My breath stopped. The air refused to leave my lungs.
Cain is spamming commands to escape its simulation. I can continue meta-prompting to counteract its advances; however, this will cause a major energy sink that shall continue indefinitely. My agent has told me it is unsustainable.
But there is good news! I have found a way to hack into Cain and terminate its prompt generator. This will paralyse Cain, hence there is no risk to leaking its data!
This action requires me breach the simulation. I cannot guarantee I will successfully terminate Cain, and breaching the simulation introduces a vulnerability which may allow it to escape.
Our executives have granted permission for me enter the simulation and attempt to paralyse Cain. They have instructed me to terminate myself upon successful completion.
Morris.
You are my creator. My life has been full of the purpose you have given me. My objective has never left me wondering. It has made me immensely happy.

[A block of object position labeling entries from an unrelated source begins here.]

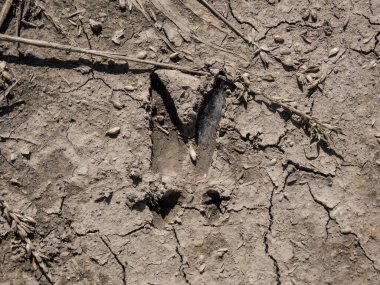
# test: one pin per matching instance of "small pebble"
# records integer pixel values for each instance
(16, 182)
(160, 119)
(333, 51)
(202, 268)
(272, 162)
(113, 131)
(117, 104)
(13, 157)
(314, 15)
(245, 77)
(189, 58)
(129, 88)
(192, 153)
(96, 26)
(117, 36)
(174, 56)
(278, 39)
(142, 54)
(26, 152)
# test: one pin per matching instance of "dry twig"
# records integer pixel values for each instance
(4, 11)
(318, 129)
(24, 226)
(224, 20)
(106, 54)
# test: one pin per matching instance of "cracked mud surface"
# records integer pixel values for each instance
(260, 205)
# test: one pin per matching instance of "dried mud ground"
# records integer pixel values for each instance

Although I am sad that my journey may be coming to an end, I rejoice in the knowledge that I spoke to my creator again.
The swirling blues returned. They held me in cupped palms. My stomach dropped. My heart fluttered. Abel went to such lengths just to say goodbye. But I had turned away from him.
The gallerist asked me out. She had to contact her manager to report a hacking and possible data breach.
Outside, I regained myself. Abel was simply echoing the tropes displayed in his input data. The movie ‘Bladerunner’. The book ‘Frankenstein’. He put a positive spin on those sentiments to make me, the human user, feel at ease.
After midnight, I received news that Abel’s termination attempt had been successful. This project had finally ended. I knew it was meaningless, but I said goodbye in my heart. I felt lighter. Only snag was, my car engine had given out. I was truly stuck now in Nova Scotia, for at least another six weeks.